Patrons et ouvriers.
"J'ai consulté plusieurs manuels de savoir-vivre, nous écrit une de nos correspondantes, et dans aucun d'entre eux je n'ai trouvé des indications sur les questions qui m'intéressaient. Ces livres de savoir-vivre s'adressent spécialement aux personnes du monde et s'inquiètent peu des petites gens et des ouvriers. Et pourtant, ne semble-t-il pas que c'est à ceux-là surtout qui n'ont point reçu dans leur jeunesse une éducation suffisante qu'ils devraient songer? En effet, que de fois ne nous arrive-t-il pas, à nous autres employés, ouvriers, d'être en rapport, à l'occasion d'une fête, d'un mariage, d'un anniversaire, avec un patron et de ne pas savoir en ce cas comment nous devons nous comporter pour être corrects et polis sans sortir des bornes du respect. Et si vous saviez que de cas étranges se présentent dans nos divers métiers: je suis demoiselle de magasin et j'ai vingt-huit ans; mon patron, mis depuis huit mois à la tête de ce commerce par suite de deuils successifs, en a vingt-quatre. Dois-je, au matin du 1er janvier, lorsqu'il entrera dans le magasin, aller à lui pour lui présenter mes vœux ou attendre qu'il me les offre de lui-même? Comme il s'agit d'un jeune homme, n'est-il pas convenable d'attendre qu'il parle le premier?"
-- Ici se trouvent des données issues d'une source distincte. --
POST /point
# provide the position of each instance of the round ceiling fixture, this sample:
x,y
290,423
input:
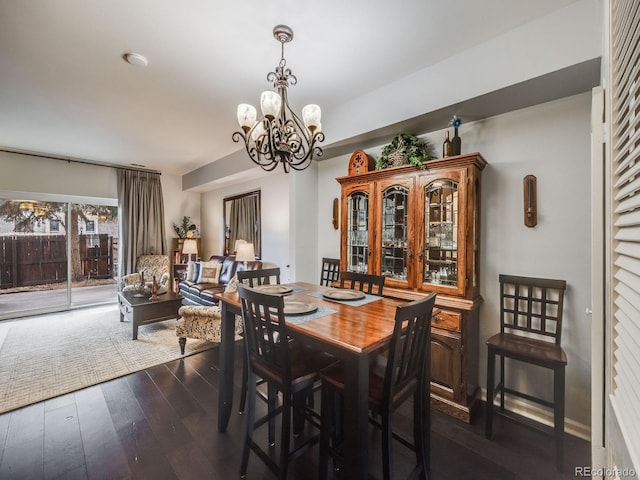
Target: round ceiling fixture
x,y
135,59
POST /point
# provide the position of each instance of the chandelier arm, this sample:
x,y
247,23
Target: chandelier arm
x,y
284,139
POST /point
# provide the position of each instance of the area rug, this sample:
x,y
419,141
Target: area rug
x,y
46,356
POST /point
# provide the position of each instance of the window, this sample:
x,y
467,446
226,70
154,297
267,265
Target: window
x,y
242,221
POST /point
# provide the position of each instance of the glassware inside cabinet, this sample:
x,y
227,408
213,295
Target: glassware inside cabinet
x,y
395,206
358,237
441,233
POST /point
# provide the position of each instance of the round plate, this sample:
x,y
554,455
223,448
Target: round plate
x,y
294,307
276,289
343,294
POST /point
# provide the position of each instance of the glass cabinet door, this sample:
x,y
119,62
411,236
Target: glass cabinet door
x,y
358,232
394,234
441,233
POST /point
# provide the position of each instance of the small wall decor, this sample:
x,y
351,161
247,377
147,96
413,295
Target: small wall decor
x,y
404,149
530,201
360,162
447,148
456,141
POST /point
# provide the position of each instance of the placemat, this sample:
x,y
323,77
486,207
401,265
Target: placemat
x,y
298,319
356,303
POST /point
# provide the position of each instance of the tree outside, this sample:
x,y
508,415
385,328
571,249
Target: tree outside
x,y
31,217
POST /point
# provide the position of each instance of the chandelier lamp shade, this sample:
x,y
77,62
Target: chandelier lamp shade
x,y
280,136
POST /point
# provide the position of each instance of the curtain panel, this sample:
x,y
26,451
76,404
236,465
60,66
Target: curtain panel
x,y
142,229
245,221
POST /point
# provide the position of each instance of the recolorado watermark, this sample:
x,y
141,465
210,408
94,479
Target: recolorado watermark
x,y
604,472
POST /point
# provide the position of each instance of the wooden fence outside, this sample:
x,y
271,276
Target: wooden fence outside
x,y
28,260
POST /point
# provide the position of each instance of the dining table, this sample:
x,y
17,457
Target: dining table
x,y
353,328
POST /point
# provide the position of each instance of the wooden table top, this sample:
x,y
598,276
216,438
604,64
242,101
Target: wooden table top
x,y
359,329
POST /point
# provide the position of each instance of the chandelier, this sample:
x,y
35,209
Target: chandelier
x,y
280,136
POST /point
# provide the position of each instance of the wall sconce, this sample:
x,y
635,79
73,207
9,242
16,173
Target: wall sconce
x,y
530,200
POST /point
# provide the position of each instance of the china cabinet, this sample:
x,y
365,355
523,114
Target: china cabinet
x,y
420,228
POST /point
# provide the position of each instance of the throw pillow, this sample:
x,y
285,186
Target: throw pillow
x,y
232,286
190,270
196,271
209,272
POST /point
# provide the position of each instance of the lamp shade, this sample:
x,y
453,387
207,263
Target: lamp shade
x,y
245,253
190,246
270,103
238,243
246,115
311,115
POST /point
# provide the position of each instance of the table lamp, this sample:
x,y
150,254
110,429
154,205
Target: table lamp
x,y
190,247
237,244
245,253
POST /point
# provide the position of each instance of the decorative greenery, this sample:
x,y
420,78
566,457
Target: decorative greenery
x,y
455,122
414,150
182,229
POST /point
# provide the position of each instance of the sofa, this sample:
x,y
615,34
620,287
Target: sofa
x,y
201,293
148,266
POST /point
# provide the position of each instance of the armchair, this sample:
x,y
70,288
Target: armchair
x,y
150,265
201,322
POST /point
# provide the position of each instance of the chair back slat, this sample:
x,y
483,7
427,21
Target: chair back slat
x,y
371,284
410,350
532,305
330,271
265,333
262,276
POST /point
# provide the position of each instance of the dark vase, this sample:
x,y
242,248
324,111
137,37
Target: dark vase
x,y
447,148
154,289
456,143
142,284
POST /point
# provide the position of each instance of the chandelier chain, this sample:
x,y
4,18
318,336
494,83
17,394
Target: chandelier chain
x,y
281,137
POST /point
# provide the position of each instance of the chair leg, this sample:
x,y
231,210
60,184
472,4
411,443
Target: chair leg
x,y
422,431
501,383
491,372
558,415
243,390
285,433
387,438
326,428
250,421
272,395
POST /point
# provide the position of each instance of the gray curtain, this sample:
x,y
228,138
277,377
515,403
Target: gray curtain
x,y
142,217
244,221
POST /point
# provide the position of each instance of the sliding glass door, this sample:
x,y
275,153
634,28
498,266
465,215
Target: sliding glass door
x,y
56,254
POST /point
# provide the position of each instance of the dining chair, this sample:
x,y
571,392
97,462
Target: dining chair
x,y
330,271
406,376
286,367
252,278
367,283
261,276
531,312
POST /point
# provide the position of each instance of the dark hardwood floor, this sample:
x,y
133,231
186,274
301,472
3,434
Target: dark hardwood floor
x,y
160,423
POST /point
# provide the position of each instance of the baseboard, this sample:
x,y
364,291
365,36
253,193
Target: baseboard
x,y
543,415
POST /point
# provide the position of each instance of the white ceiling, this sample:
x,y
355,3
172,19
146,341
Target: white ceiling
x,y
66,91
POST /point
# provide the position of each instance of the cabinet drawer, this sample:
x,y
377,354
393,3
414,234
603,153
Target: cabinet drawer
x,y
446,320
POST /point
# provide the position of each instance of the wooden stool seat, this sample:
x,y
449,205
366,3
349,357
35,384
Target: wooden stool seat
x,y
531,312
528,350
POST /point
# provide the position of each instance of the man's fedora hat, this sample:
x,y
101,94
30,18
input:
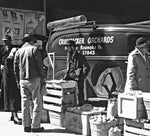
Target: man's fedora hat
x,y
29,37
142,42
6,37
70,43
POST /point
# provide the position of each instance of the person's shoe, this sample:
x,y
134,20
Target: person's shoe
x,y
41,129
27,129
18,122
12,118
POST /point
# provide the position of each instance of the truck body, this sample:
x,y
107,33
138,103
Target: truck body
x,y
106,48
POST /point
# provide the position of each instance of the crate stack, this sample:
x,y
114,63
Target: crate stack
x,y
61,94
135,111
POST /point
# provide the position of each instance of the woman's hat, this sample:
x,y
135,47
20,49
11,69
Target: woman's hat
x,y
6,37
142,42
29,37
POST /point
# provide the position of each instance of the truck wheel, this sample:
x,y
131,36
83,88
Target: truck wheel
x,y
107,77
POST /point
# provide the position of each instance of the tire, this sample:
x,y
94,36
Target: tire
x,y
106,78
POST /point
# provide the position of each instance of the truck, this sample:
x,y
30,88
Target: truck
x,y
106,47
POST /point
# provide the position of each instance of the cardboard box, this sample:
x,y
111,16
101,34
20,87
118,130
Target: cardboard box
x,y
57,119
131,106
146,99
78,122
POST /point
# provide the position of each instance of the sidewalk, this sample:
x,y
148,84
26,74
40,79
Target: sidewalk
x,y
8,128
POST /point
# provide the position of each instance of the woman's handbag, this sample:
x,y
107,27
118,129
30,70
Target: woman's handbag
x,y
43,89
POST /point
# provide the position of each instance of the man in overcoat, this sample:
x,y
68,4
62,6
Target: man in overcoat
x,y
138,68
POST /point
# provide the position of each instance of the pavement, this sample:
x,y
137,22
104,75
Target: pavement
x,y
8,128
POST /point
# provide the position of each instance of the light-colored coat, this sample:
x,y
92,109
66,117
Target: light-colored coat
x,y
138,72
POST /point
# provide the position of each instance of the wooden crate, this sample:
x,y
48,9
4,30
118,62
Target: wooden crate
x,y
78,122
60,95
135,128
57,118
131,106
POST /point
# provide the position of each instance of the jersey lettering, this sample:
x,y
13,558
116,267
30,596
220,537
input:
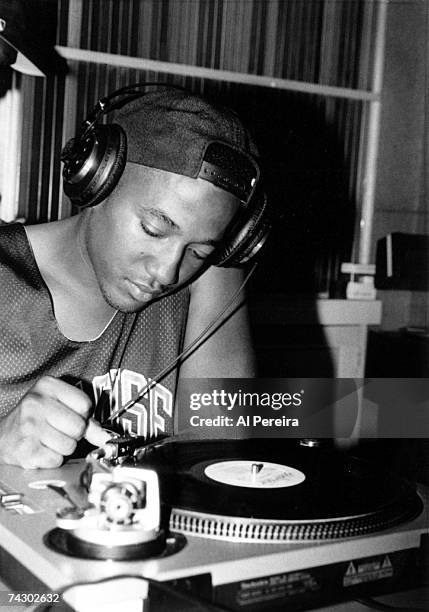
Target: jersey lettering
x,y
149,416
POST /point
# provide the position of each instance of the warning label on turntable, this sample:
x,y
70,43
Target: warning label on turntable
x,y
368,570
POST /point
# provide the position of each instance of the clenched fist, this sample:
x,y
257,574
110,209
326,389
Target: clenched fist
x,y
45,426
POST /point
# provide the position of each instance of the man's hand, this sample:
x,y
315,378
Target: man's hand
x,y
45,426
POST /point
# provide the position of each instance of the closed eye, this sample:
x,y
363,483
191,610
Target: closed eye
x,y
151,232
199,254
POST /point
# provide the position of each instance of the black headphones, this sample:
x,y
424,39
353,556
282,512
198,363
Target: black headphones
x,y
95,159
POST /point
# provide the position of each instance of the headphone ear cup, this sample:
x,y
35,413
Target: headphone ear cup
x,y
94,165
247,241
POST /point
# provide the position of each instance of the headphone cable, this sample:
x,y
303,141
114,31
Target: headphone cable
x,y
196,343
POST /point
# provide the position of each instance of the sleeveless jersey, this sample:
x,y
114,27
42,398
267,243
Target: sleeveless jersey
x,y
129,353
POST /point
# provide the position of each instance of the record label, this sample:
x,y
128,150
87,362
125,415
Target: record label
x,y
254,474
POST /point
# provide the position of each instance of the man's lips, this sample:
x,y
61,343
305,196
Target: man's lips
x,y
141,292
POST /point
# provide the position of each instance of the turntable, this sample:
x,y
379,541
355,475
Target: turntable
x,y
249,525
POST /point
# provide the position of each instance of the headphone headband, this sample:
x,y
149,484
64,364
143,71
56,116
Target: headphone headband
x,y
95,159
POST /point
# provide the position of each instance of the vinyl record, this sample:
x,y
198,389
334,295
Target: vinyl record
x,y
322,492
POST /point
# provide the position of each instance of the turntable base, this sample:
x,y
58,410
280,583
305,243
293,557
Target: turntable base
x,y
241,576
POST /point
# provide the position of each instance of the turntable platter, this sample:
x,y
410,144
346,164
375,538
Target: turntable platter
x,y
246,489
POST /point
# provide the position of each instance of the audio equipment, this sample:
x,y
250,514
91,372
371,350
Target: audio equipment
x,y
95,159
251,525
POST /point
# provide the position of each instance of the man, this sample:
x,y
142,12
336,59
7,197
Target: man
x,y
102,302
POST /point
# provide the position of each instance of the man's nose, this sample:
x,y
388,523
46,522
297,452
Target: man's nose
x,y
165,266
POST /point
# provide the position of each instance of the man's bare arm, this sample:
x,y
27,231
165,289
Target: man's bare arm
x,y
228,352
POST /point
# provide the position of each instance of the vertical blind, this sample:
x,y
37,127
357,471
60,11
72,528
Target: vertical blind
x,y
327,42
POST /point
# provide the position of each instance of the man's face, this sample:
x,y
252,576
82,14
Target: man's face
x,y
154,233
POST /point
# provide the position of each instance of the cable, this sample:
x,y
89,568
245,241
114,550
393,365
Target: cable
x,y
192,345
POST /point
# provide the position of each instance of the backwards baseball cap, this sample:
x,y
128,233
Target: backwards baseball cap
x,y
179,132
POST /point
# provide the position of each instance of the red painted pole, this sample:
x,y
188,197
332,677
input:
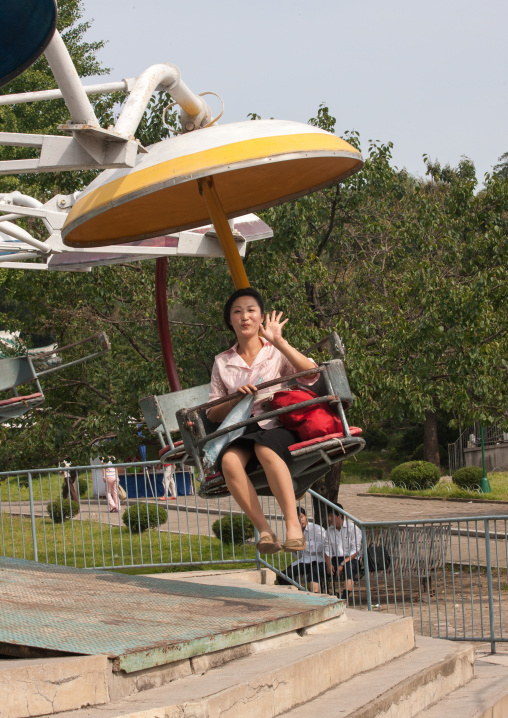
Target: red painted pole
x,y
161,304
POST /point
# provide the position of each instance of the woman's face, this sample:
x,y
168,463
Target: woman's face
x,y
245,317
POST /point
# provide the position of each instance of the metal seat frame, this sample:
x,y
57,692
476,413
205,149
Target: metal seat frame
x,y
168,414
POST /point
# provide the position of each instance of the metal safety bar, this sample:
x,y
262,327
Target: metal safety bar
x,y
161,522
450,574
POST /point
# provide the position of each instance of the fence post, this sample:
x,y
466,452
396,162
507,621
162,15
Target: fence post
x,y
32,515
489,584
366,566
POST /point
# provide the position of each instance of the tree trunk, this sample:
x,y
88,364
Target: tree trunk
x,y
430,439
328,487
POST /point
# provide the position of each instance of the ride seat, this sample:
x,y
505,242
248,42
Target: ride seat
x,y
15,371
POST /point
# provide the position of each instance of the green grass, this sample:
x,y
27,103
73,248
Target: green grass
x,y
45,487
76,543
498,484
367,466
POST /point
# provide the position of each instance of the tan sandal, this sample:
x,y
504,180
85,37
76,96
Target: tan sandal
x,y
268,543
294,545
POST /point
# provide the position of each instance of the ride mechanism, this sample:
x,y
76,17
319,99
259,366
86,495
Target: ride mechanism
x,y
191,195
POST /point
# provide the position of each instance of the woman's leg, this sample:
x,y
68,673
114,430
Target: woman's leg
x,y
240,486
281,485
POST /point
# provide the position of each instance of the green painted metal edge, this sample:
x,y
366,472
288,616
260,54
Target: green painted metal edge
x,y
141,660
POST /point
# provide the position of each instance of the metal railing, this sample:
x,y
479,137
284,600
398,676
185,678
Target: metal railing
x,y
37,523
449,574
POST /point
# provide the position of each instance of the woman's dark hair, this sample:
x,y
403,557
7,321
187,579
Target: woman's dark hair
x,y
246,292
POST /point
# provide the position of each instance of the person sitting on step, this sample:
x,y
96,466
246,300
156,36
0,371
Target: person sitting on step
x,y
343,549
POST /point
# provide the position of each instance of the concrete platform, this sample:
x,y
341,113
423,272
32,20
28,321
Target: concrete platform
x,y
266,678
486,696
137,621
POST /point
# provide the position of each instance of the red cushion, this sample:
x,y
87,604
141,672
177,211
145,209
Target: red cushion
x,y
17,399
355,431
168,448
308,422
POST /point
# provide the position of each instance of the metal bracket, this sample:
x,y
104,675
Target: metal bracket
x,y
88,148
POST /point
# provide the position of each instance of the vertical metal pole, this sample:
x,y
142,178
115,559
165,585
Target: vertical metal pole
x,y
489,585
69,82
258,556
484,484
32,515
366,564
163,325
227,241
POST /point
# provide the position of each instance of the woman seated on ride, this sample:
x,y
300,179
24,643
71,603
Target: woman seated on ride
x,y
265,443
Il n'est point question, ainsi que le suppose mon interlocutrice, de rapport entre jeune homme et jeune fille, mais de rapport d'employé à supérieur, et quel que soit l'âge, la femme employée doit offrir ses vœux à son patron la première, en ayant soin de les présenter sous cette forme: Permettez-moi de...
Une autre correspondante m'écrit en ces termes:
"Nous sommes employés, mon mari et moi, dans une grande imprimerie; le patron, autrefois ouvrier comme nous, est resté simple et cordial et sa femmes et ses enfants sont très simples aussi. Alors dernièrement, comme c'était le baptême de ma plus petite, nous avons demandé au patron d'en être parrain et d'assister au repas avec sa famille. Il a accepté.
"Le lendemain, comme on s'était couchés un peu tard, mon mari et moi sommes arrivés deux heures après la cloche, le patron m'a fait une observation et a mis mon mari à l'amende. Ne trouvez-vous pas qu'il aurait dû être plus indulgent à l'égard de gens chez qui il avait dîné la veille, et n'indiquait-il pas ainsi d'une façon nette la différence qu'il fait entre lui et nous?"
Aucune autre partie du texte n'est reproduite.